Operator-driven simulators can be programmed by adjusting vital signs, simulator voice/sounds (i.e., vomiting, grunting, crying), and physical exam findings. The programmer must have a working knowledge of expected changes caused by various treatments. Either too great, small, fast, or slow decreases the believability of the scenario. If the person programming the scenario has limited clinical experience, it is important that they work with someone more familiar with clinical manifestations to carefully adjust magnitudes and speed of treatment effects by someone with clinical experience.

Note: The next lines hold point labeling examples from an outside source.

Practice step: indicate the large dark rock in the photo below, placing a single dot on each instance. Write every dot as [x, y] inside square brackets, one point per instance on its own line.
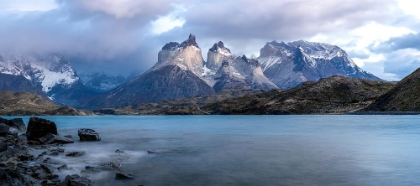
[123, 176]
[76, 180]
[52, 138]
[38, 127]
[4, 129]
[3, 146]
[9, 177]
[76, 153]
[15, 123]
[88, 135]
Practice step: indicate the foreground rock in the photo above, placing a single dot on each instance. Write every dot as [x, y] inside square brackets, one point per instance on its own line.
[76, 180]
[123, 176]
[52, 138]
[19, 167]
[38, 128]
[76, 153]
[14, 123]
[88, 135]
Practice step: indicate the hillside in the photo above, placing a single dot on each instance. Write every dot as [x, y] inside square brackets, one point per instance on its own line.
[332, 95]
[24, 103]
[404, 96]
[178, 106]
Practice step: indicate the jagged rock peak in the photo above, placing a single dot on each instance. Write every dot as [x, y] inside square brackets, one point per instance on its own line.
[174, 45]
[217, 46]
[170, 46]
[190, 42]
[249, 61]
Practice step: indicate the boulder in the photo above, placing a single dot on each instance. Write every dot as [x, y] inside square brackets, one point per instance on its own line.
[14, 123]
[38, 127]
[52, 138]
[4, 129]
[76, 180]
[88, 135]
[48, 169]
[76, 153]
[3, 146]
[13, 177]
[123, 176]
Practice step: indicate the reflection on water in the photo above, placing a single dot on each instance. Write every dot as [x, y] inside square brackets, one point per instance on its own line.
[250, 150]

Trending is a helpful programming feature that prevents sudden unbelievable vital sign changes. Trending changes can be programmed to occur over seconds to minutes. Examples of effective changes done through the use of trends are:

1.

Administration of oxygen – Increase saturations 5–10% over 30–60 s depending on scenario pathophysiology.

 

2.

Administration of intravenous fluids – Decrease heart rate by 5–10 beats per minute over 30–60 s and increase blood pressure by 5–10 mmHg over 30–60 s.

 

3.

Administration of neuromuscular blocking agent – Decrease respiratory rate to zero over 5–30 s depending on particular agent administered.

 

4.

Administration of dopamine – Increase blood pressure by 5–10 mmHg and increase heart rate 5–10 beats per minute over 30–60 s.

 

5.

Seizure – Increase heart rate by 25–50 beats per minute, increase blood pressure 20–40 mmHg, over 5–10 s, and increase end-tidal carbon dioxide by 10–30 over 1–2 min.

 

6.

Administration of anticonvulsants to treat seizures – Reverse above changes over a similar time frame.

 

7.

Worsening – This trend can be programmed which the operator can activate when participants enter. This may be preferable to starting the physiologic changes when the scenario is opened. It can be hard to predict the exact entrance of participants.

 

8.

Shock – This can be an excellent example of a worsening change. Heart rate gradually increases, respiratory rate increases, end-tidal carbon dioxide decreases, and blood pressure decreases. Both systolic and diastolic pressure can decrease together or they can widen or narrow depending on the type of shock.

 

As these trends are created, they can be saved and used again for any other scenario. For example, many cases will have a component of hypoxia which is improved with oxygen. You can insert this trend into any of these cases.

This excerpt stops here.